# Sample question

• August 26th 2006, 10:46 AM
andy_atw
Sample question
I have been away from math for a while. I appreciate the help here tremendously.

the problem: In manufacturing, a sample of 4 items from a lot of 100 is taken.
The lot is rejected if at least 1 is defective.
Graph the probability that the lot is accepted as a function of the percentage of defective items in the lot.

I included an attachment that tries to explain my thought process on the attached problem. I am completely stuck like chuck on the graph also.
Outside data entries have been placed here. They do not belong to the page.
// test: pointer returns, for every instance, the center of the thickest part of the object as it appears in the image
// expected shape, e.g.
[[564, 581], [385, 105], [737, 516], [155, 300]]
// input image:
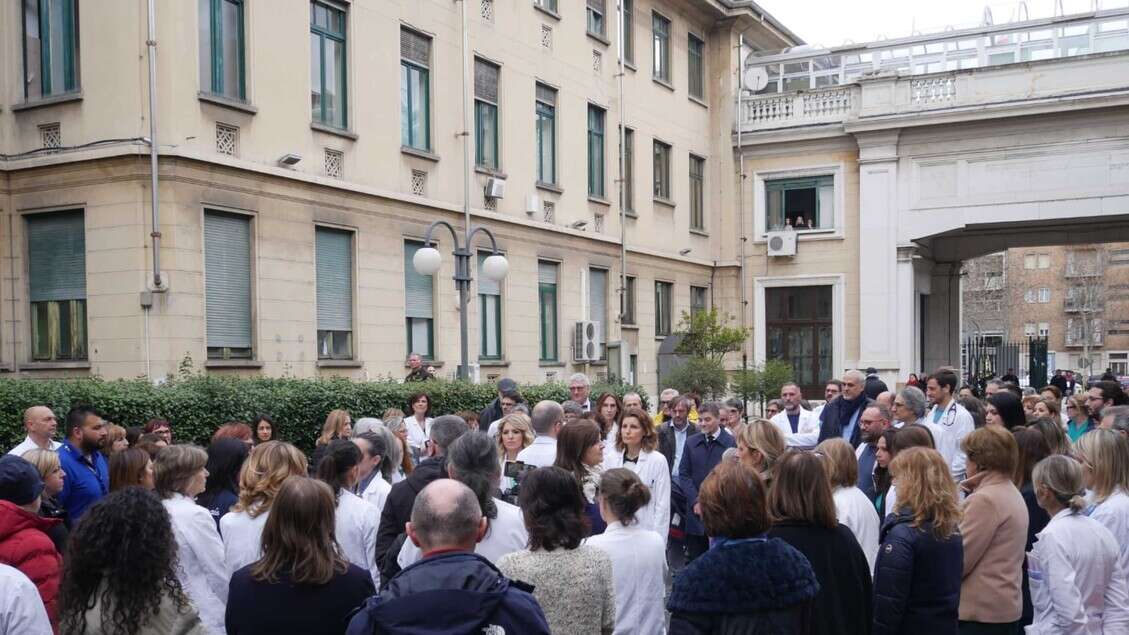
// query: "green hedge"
[[199, 405]]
If the attachment doesn't work I saved it to a link also.

Andy

• August 26th 2006, 12:29 PM
JakeD
Quote:

Originally Posted by andy_atw
the problem: In manufacturing, a sample of 4 items from a lot of 100 is taken.
The lot is rejected if at least 1 is defective.
Graph the probability that the lot is accepted as a function of the percentage of defective items in the lot.

A lot is accepted if none are defective. So the probability is $P(\text{accepted}) = P(4\ \text{not\ de{f}ective}) = (1 - k/100)^4 .$
• August 26th 2006, 03:07 PM
andy_atw
explain
Jake...I have been pondering the problem for a while now, and I am not grasping the logic in determining the answer. please explain further. thanks
• August 26th 2006, 05:29 PM
JakeD
Quote:

Originally Posted by andy_atw
Jake...I have been pondering the problem for a while now, and I am not grasping the logic in determining the answer. please explain further. thanks

Arghh, you're right. Sorry about that. I used a sample with replacement. This should be a sample without replacement.

So using the hypergeometric distribution the probability of no defectives is $\frac{{k \choose 0}{100-k \choose 4}}{{100 \choose 4}} = \frac{{100-k \choose 4}}{{100 \choose 4}}.$ This is the number of ways of choosing 4 out of 100-k nondefectives over the number of ways of choosing 4 out of 100.